Before Ben Is Back even hits the ten-minute mark, Holly (Julia Roberts), a mother whose son has come home for Christmas despite his new and fragile sobriety, tells her daughter, “This time will be different. You’ll see.” The way such a stereotypical line is slyly and forebodingly inserted into the film so early on made me wonder if Ben Is Back really would distinguish itself from traditional addiction dramas. It turns out that it does, but not in an entirely good way.
The film opens early-ish on Christmas Eve, as Ben (Lucas Hedges) arrive home unexpectedly from the rehab facility where he lives. Holly is delighted to see her son, but her husband Neal (Courtney B. Vance) and her daughter (Kathryn Newton) have major reservations. There is some reference to incidents from before and something that happened last Christmas – the greatest strength of writer Peter Hedges’ screenplay is that it allows for the kind of ambiguity that makes conversations feel genuine – but in the end, Ben is allowed 24 hours with his family. And every moment of that will be under his mother’s watchful eye.
What I wish Peter Hedges, who also directs, had realized is that that narrative was enough. Half of Ben Is Back is an immersive and complex story of family relationships, trust, love, loyalty, and emotional wounds that may never heal. The acting is superb, with standout performances not only by Roberts and Hedges, but also by Vance, who is very good in a role with more nuance than it initially seems. The dialogue is subtle, allowing simple exchanges of just a short sentence or two to provide the history and landscape into which the story fits. But after an hour of searing and real exploration of human relationships, Ben is Back takes a significant turn, and the film slips off track, never to fully come back.
So as not to give anything away, I’ll just say that Holly and Ben end up spending the night of Christmas Eve in a seedy, drug-infested part of the New York burbs.

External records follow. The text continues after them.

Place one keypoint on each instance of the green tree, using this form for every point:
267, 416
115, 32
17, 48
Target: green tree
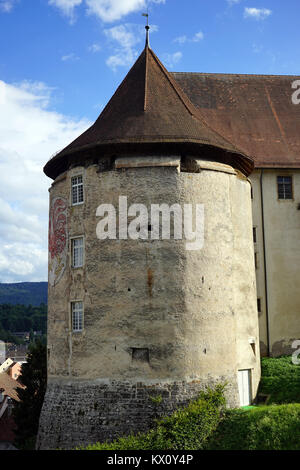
27, 411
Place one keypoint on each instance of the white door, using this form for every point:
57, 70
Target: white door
244, 383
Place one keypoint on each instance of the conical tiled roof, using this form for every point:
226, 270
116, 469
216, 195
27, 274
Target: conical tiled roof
149, 112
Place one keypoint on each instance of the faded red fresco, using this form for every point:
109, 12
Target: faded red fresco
57, 227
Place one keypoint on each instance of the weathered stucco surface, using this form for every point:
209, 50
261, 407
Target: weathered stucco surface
282, 225
195, 311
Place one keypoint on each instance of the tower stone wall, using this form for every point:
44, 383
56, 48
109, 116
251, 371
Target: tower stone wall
158, 319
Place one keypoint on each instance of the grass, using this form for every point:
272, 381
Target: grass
281, 380
274, 427
205, 424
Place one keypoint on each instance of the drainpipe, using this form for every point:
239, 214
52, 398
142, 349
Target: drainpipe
265, 264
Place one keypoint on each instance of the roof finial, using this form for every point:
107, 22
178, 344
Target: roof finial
147, 27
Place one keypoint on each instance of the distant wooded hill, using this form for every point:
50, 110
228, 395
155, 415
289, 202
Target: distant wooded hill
25, 293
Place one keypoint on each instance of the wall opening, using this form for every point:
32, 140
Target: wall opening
140, 354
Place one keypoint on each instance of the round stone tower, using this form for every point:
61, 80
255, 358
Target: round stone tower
151, 266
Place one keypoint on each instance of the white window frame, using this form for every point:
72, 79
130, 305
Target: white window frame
77, 316
284, 185
77, 186
73, 251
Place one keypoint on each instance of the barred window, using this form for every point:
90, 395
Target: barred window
77, 252
284, 187
254, 234
77, 190
77, 316
259, 305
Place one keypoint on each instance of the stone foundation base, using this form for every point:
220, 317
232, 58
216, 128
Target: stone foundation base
77, 413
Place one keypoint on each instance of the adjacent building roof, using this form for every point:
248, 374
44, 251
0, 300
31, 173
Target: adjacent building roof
254, 112
150, 112
9, 386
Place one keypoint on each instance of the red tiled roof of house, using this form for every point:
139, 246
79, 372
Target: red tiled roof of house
149, 112
254, 112
9, 385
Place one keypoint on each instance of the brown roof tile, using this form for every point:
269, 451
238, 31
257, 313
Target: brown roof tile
255, 112
9, 386
149, 107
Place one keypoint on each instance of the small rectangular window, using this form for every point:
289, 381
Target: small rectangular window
259, 305
256, 260
77, 252
284, 187
77, 316
77, 190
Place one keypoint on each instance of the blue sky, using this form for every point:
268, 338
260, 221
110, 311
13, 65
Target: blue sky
61, 60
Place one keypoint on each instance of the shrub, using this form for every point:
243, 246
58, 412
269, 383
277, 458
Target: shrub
186, 429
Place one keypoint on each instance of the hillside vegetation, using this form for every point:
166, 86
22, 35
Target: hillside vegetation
16, 318
25, 293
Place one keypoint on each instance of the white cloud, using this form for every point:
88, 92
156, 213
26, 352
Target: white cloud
171, 59
70, 57
113, 10
257, 13
29, 134
233, 2
126, 36
107, 10
180, 39
7, 5
67, 7
94, 47
196, 38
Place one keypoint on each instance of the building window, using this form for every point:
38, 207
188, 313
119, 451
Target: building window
284, 187
77, 190
259, 305
256, 260
77, 252
77, 316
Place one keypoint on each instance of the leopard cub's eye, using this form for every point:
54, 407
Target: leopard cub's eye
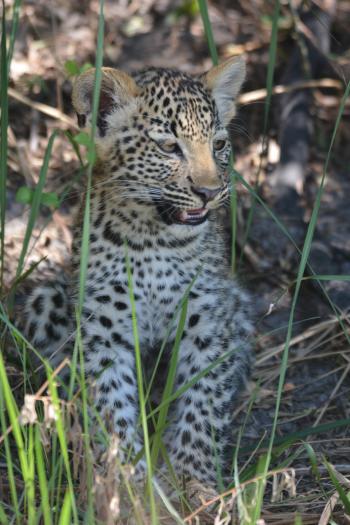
219, 144
170, 146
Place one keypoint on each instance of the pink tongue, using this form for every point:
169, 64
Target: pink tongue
198, 212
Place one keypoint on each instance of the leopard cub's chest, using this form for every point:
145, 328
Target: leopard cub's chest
159, 281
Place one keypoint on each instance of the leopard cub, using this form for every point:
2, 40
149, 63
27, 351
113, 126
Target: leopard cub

The conflicts shift from being internal to being primarily external, and even when the focus is still on Holly and Ben’s relationship, it’s a flimsy approximation of the interactions they had earlier in the story while buying church clothes or attending an N.A. meeting together.
What’s most frustrating are the occasional moments when their relationship does show through the dramatic turmoil of drug deals and stolen dogs (no, really). In the midst of their adventures on the mean streets of Yonkers, there’s an excellent scene in which Holly – never a pushover – tells Ben he can fuck right off for criticizing Neal, who would call the cops on him, but whose money has also sent Ben to rehab more than once.
Ben is Back is half of an excellent film: the first half is subtle and smart, the second half is over the top. Julia Roberts is memorable as a mother in an awful situation who is neither perfect nor enabling. The dialogue is spare in a way that trusts the audience, but the arc of the story is imbalanced and odd in a way that let’s viewers down. That Ben Is Back could have been the dark and difficult Christmas film that’s so rare makes it all the more disappointing when it goes off the rails.